Booting to Rust

haberman · on Nov 19, 2013

Great article -- just the kind of meaty technical content I love seeing here. Also good to know Rust is living up to its goal of being a fully-fledged systems programming language.

freehunter · on Nov 19, 2013

Agreed. I'd love to see a "build an OS with Rust" tutorial.

cmrx64 · on Nov 19, 2013

What would you want to see in such a tutorial? A lot goes into even the most barebones functional operating systems.

daniel-levin · on Nov 19, 2013

I'd go crazy for something along the lines of xv6 [1]. xv6 is a modified Unix V6 that is used to teach the principles of operating systems. Its source code is small and well written. A rust analogue would be awesome

[1] http://pdos.csail.mit.edu/6.828/2012/xv6.html

cmrx64 · on Nov 19, 2013

I'll see what I can do

girvo · on Nov 19, 2013

I'm more super interesting in diving into EFI!

In highschool, I wrote a tiny toy kernel, running solely in 16bit real mode. Quite fun, but I wanted to go further and my knowledge was lacking, although the project did help me learn a lot of ASM.

The OP has shown that I could do all sorts of cool stuff going straight into x64 without all the incantations! That's actually super exciting, and makes me hate EFI a little less ;)

I'm going to go play, I think! I wonder what Lisp would be the best candidate here...

xradionut · on Nov 19, 2013

I'd rather see Oberon ported to a modern machine. :)

pjmlp · on Nov 19, 2013

Join efforts with the Active Oberon team at ETHZ.

http://www.ocp.inf.ethz.ch/wiki/

There are still some students and external guys keeping the ports going.

http://www.ocp.inf.ethz.ch/forum/index.php/board,4.0.html

Nowadays, I think Oberon spirit will live in Rust, D, Go, C#. :)

vidarh · on Nov 19, 2013

I don't see much if any of Oberon's spirit in any those languages. Maybe Go, though I don't like it much. Part of the point of Oberon was the minimalism - each of Wirth's language got simpler and smaller, and the system aimed to remain tiny too.

In terms of the language, the Oberon 2 language report is 17 pages of which 1.5 pages is the full EBNF for the grammar.

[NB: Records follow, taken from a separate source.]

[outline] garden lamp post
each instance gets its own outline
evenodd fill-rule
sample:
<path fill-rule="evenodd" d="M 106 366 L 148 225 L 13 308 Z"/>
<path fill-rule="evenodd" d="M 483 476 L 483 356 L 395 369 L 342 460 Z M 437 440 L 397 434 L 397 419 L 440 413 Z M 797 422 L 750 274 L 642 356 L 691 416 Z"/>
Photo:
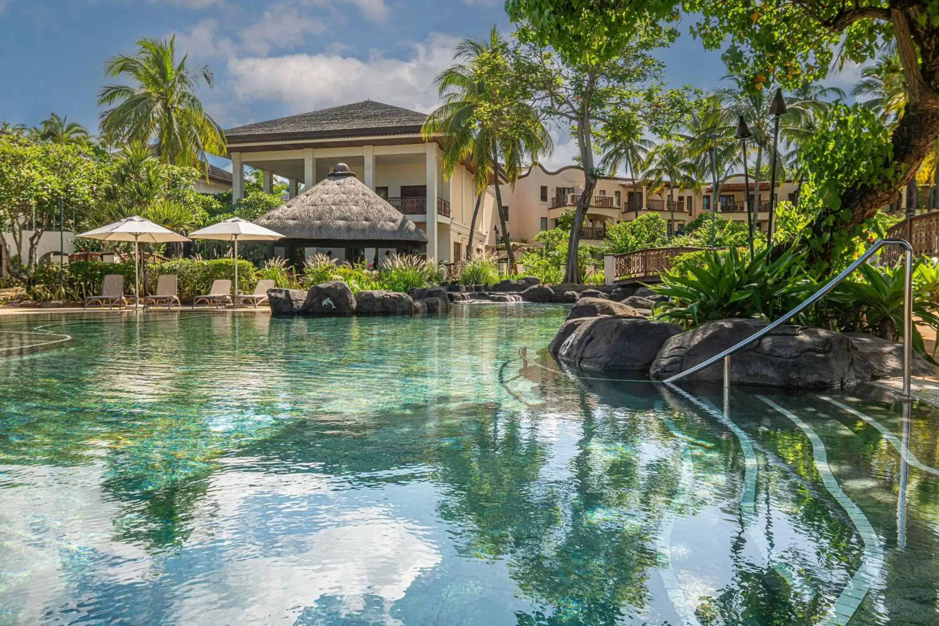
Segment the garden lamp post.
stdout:
<path fill-rule="evenodd" d="M 772 245 L 773 243 L 773 211 L 776 209 L 776 159 L 779 144 L 779 117 L 785 115 L 788 111 L 786 99 L 782 97 L 782 88 L 777 88 L 776 95 L 773 97 L 773 103 L 769 105 L 769 115 L 773 115 L 775 119 L 773 120 L 773 163 L 769 175 L 769 221 L 766 223 L 767 245 Z"/>
<path fill-rule="evenodd" d="M 737 132 L 733 135 L 735 138 L 740 140 L 740 149 L 743 153 L 744 158 L 744 194 L 747 198 L 747 223 L 749 228 L 749 240 L 750 240 L 750 261 L 753 260 L 753 204 L 750 201 L 750 175 L 747 167 L 747 140 L 753 136 L 750 130 L 747 128 L 747 122 L 744 121 L 744 116 L 741 115 L 740 119 L 737 121 Z"/>
<path fill-rule="evenodd" d="M 712 132 L 711 137 L 711 165 L 714 169 L 714 184 L 711 187 L 711 247 L 715 247 L 717 222 L 717 133 Z"/>

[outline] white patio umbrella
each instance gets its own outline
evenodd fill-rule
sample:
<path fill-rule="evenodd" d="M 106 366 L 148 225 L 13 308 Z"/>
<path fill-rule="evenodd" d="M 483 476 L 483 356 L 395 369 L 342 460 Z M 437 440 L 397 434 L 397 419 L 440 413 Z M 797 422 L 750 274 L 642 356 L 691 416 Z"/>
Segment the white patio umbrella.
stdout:
<path fill-rule="evenodd" d="M 100 239 L 101 241 L 133 241 L 133 306 L 140 304 L 140 294 L 137 293 L 137 285 L 140 283 L 140 242 L 144 243 L 171 243 L 174 241 L 189 241 L 182 235 L 177 235 L 168 228 L 163 228 L 160 224 L 155 224 L 149 220 L 136 215 L 124 218 L 117 221 L 101 226 L 87 233 L 82 233 L 78 237 L 86 237 L 90 239 Z"/>
<path fill-rule="evenodd" d="M 211 226 L 206 226 L 189 236 L 193 239 L 219 239 L 235 242 L 235 306 L 238 306 L 238 242 L 276 241 L 285 236 L 241 218 L 228 218 Z"/>

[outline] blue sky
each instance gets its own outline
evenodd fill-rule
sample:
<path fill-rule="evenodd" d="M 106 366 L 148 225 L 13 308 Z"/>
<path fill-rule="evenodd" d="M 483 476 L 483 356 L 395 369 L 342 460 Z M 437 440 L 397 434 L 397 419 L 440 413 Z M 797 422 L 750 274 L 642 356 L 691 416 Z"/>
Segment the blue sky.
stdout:
<path fill-rule="evenodd" d="M 201 96 L 223 128 L 366 98 L 428 111 L 453 45 L 493 23 L 511 31 L 501 0 L 0 0 L 0 119 L 55 112 L 95 129 L 104 61 L 174 33 L 215 71 Z M 675 86 L 706 90 L 724 73 L 687 35 L 661 56 Z M 559 139 L 550 161 L 568 163 Z"/>

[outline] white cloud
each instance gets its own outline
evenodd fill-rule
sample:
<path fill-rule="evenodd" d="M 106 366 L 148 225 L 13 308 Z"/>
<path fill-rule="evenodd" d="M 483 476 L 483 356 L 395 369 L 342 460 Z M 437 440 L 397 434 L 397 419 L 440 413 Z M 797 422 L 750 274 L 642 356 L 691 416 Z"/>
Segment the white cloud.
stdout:
<path fill-rule="evenodd" d="M 373 22 L 384 22 L 388 18 L 388 5 L 385 0 L 352 0 L 362 14 Z"/>
<path fill-rule="evenodd" d="M 453 62 L 454 38 L 432 35 L 396 59 L 374 53 L 361 60 L 341 54 L 232 58 L 228 72 L 240 100 L 283 102 L 295 113 L 372 99 L 427 112 L 438 102 L 434 78 Z"/>
<path fill-rule="evenodd" d="M 264 11 L 260 20 L 242 28 L 239 35 L 247 52 L 267 54 L 273 48 L 303 43 L 307 35 L 325 30 L 326 23 L 319 18 L 282 4 Z"/>

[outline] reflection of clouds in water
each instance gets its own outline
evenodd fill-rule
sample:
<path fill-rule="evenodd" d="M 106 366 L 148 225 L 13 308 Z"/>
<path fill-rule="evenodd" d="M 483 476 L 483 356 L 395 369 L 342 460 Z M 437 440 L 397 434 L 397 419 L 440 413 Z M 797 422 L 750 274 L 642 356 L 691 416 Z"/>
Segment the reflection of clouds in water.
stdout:
<path fill-rule="evenodd" d="M 373 623 L 401 623 L 390 616 L 392 605 L 423 571 L 440 562 L 436 542 L 382 507 L 345 511 L 332 524 L 296 542 L 291 554 L 228 561 L 213 576 L 212 588 L 182 603 L 180 618 L 266 623 L 301 612 L 331 618 L 365 612 Z M 207 602 L 219 582 L 223 595 Z M 215 608 L 207 613 L 206 606 Z"/>

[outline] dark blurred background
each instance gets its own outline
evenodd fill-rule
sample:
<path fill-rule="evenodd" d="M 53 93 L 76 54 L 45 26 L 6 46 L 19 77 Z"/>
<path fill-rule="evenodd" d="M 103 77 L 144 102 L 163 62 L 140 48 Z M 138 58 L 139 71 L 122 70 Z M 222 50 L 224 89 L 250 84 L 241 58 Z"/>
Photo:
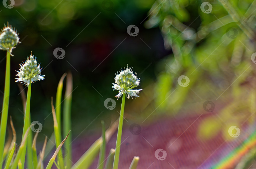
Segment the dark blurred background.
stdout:
<path fill-rule="evenodd" d="M 115 73 L 127 65 L 133 67 L 140 75 L 143 88 L 155 79 L 154 67 L 158 61 L 171 52 L 165 49 L 159 28 L 146 29 L 143 26 L 154 2 L 15 0 L 12 8 L 1 6 L 0 23 L 3 27 L 9 22 L 15 27 L 21 41 L 14 50 L 14 56 L 11 58 L 9 111 L 18 134 L 22 129 L 23 115 L 20 91 L 15 82 L 15 71 L 31 51 L 41 63 L 42 74 L 46 76 L 45 80 L 32 85 L 32 121 L 42 123 L 45 134 L 50 135 L 53 131 L 52 116 L 49 115 L 51 97 L 55 99 L 58 81 L 69 71 L 72 72 L 74 81 L 72 118 L 74 137 L 102 111 L 104 112 L 96 122 L 106 118 L 110 120 L 113 114 L 117 118 L 119 114 L 116 110 L 108 111 L 103 104 L 105 99 L 115 99 L 118 94 L 111 88 Z M 127 27 L 131 24 L 138 27 L 138 36 L 132 37 L 127 33 Z M 57 47 L 65 52 L 62 59 L 53 55 Z M 4 79 L 5 55 L 5 51 L 0 51 L 2 82 Z M 2 91 L 3 84 L 0 83 Z M 26 89 L 24 91 L 26 94 Z M 120 102 L 117 101 L 117 108 Z M 94 123 L 88 130 L 99 129 L 100 124 Z M 76 132 L 76 129 L 80 129 Z"/>

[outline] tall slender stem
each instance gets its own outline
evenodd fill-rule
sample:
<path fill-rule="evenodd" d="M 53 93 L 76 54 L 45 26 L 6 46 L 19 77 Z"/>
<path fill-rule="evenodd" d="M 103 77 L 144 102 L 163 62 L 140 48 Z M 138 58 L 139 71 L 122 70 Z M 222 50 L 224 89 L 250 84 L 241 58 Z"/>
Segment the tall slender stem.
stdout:
<path fill-rule="evenodd" d="M 24 117 L 24 125 L 23 127 L 23 132 L 22 134 L 22 140 L 25 139 L 24 138 L 25 134 L 27 128 L 30 126 L 30 98 L 31 96 L 31 83 L 29 83 L 27 87 L 27 102 L 26 103 L 26 111 Z M 21 160 L 21 164 L 22 165 L 22 168 L 24 167 L 24 164 L 25 161 L 25 156 L 26 154 L 26 149 L 27 149 L 27 139 L 25 141 L 24 145 L 24 149 L 22 153 Z"/>
<path fill-rule="evenodd" d="M 4 92 L 3 99 L 1 122 L 0 124 L 0 169 L 2 169 L 3 162 L 3 148 L 5 139 L 6 125 L 8 117 L 9 99 L 10 96 L 10 52 L 7 51 L 6 66 L 5 70 L 5 79 L 4 82 Z"/>
<path fill-rule="evenodd" d="M 114 158 L 114 165 L 113 169 L 118 169 L 118 162 L 119 161 L 119 154 L 120 153 L 121 138 L 122 138 L 122 130 L 123 128 L 123 122 L 124 120 L 124 112 L 125 111 L 125 94 L 123 95 L 122 99 L 122 105 L 120 111 L 120 117 L 119 118 L 119 123 L 118 124 L 118 130 L 117 131 L 117 138 L 116 144 L 116 152 Z"/>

Then again, looking at the new stuff from the people keeping Oberon alive, it seems much less interesting to me as well.

pjmlp · on Nov 19, 2013

The spirit of using strong typed safe languages for system level programming instead of unsafe languages like C and C++.

I did like Oberon a lot, as a GC enabled safe systems programming language with module support, and the ideas of Native Oberon exploring Smalltalk dynamism in a static compiled language.

As for Wirth's minimalism, specially the latest Oberon-07, I don't like it that much.

xradionut · on Nov 19, 2013

Has any of Oberon's "spirit children" been used for a full fledged OS yet?

pjmlp · on Nov 19, 2013

Just kernel level, or partial state projects that were abandoned.

D - Xomb - http://wiki.xomb.org/index.php?title=Main_Page

Go - TinyGo - http://code.google.com/p/tinygo/

C# - Singularity - http://singularity.codeplex.com/, Cosmos - http://cosmos.codeplex.com/

The main problem is lack of support, it is a very big effort to create an OS and it is very easy to turn attention to other stuff.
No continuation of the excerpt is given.